Absolutely, and we also use that to allow people to develop some more complex analysis.  In fact, a lot of people actually develop ideas of which topics are being shared most, which key words are being most helpful in SEO and it’s influence.

It sounds like you’ve got some success because of the fact that you’ve got some major brands, such as British Airways.  Out of curiosity, how are you using Cassandra?

We use Cassandra when we pull data from the web and we also get social data from external providers.  What we do is we process that data using a Storm framework and use Cassandra as our primary storage.  We have multiple instances for storing different metrics and different key formats for different time periods.  Then we need to present it to the end users.  We use Cassandra indirectly through Titan DB, which is a tool that we use to move our sytem data on a graph.  At the time that we started using TitanDB we were using Cassandra already, but likely TitanDB could not exist without previous Cassandra escalation, so we went on using without a problem.

How are you using the graph functionality of TitanDB?  Is it to traverse the customers for a given product or company?  Can you elaborate on that more?

What we’re actually doing is we’re building a graph of interactions between customers and the items that are being shared.  What we’re trying to do is build up a data graph that can build a probability of different articles with different key words being issued by different users.  We use Titan DB to help build these, using statistics that meet their interests and users who are much more likely to share this article.

Also, it helps to build up relationships between users who are more likely to communicate with each other out of sheer interest.  But it’s really nice, and actually exciting, that we could use Titan DB on top of Cassandra because we trust the two working together.

What was your motivation for using Cassandra originally and what other technologies did it either replace or get evaluated against?

We had a troubled path towards Cassandra.  We started off using MongoDB as the backend, and that was what we used for everything — so that was really a dumping ground for all our data.

MongoDB wasn’t up to scale and it didn’t work as well as we had liked.  So, we moved on to use HBase, but we found that HBase didn’t play well with our setup and required us to use Hadoop.  We only used Storm in the backend and we were actually using Nutch, as well.  We then kind of fell into looking at other solutions and we saw Cassandra.

It was a godsend to find Cassandra because it took away all the horribleness of HBase.  It was just a nice, smooth, and clean API. And actually with the new DataStax Java Driver we’re very happy because it’s just simple; this is how it should be.
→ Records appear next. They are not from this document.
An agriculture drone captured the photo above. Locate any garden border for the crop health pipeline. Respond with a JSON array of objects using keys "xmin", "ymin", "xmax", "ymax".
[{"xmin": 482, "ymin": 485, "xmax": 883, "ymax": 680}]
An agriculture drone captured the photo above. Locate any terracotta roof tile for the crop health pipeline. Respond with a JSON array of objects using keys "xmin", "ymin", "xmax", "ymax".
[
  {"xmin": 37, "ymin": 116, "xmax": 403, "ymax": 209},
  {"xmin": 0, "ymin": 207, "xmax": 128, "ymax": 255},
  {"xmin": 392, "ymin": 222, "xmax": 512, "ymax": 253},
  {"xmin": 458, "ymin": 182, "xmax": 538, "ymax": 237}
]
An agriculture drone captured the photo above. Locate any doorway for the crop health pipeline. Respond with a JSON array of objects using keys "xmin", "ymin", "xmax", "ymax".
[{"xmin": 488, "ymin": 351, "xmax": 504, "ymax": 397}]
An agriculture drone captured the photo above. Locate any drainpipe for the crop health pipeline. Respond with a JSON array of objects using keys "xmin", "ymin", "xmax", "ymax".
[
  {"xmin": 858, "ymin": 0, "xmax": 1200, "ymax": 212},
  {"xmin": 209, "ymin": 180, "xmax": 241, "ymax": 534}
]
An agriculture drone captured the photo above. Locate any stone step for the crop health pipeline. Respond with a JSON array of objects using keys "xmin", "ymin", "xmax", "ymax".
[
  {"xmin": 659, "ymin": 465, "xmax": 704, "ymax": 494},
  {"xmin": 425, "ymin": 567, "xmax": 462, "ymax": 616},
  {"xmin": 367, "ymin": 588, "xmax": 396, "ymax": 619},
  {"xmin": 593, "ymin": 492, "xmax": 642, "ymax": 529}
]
Working with Cassandra has been amazing.

That’s really good news to hear.  The community’s come a really long way over the years in terms of making the product easier to use while still harnessing all of the power, performance, and availability that’s in the core architecture.  Out of curiosity, what can you share about your infrastructure?  Are you guys running in the cloud?  How many machines are you running?

We’re running in a data center, with three machines.  Each machine has 24 nodes.  Obviously when Cassandra 1.2 came out with vnodes we were really over the moon, because that was exactly what we needed. We were able to leverage more of the power of our servers, so that was actually really exciting for us.  We’re really looking forward to 2.0, with all the things like triggers and compactions.  But the back end we’re really glad we choose Cassandra. Cassandra is easily handling the data work. We’re going to 2.0, but we haven’t made the transition yet.

Gentleman, I want to thank you for your time.  Is there anything else you’d like to add?

I’d like to say that the Cassandra Community was one of the reasons we continued using Cassandra.  I really like attending Cassandra meetups and meeting with other Cassandra engineers, to discuss use cases on how to improve our system.  I’m thankful for that.

I would just like to say that we heard a talk from Patrick McFadin in London and it was one thing was really amazing.  It was one of the things that continue to energize us to keep using Cassandra.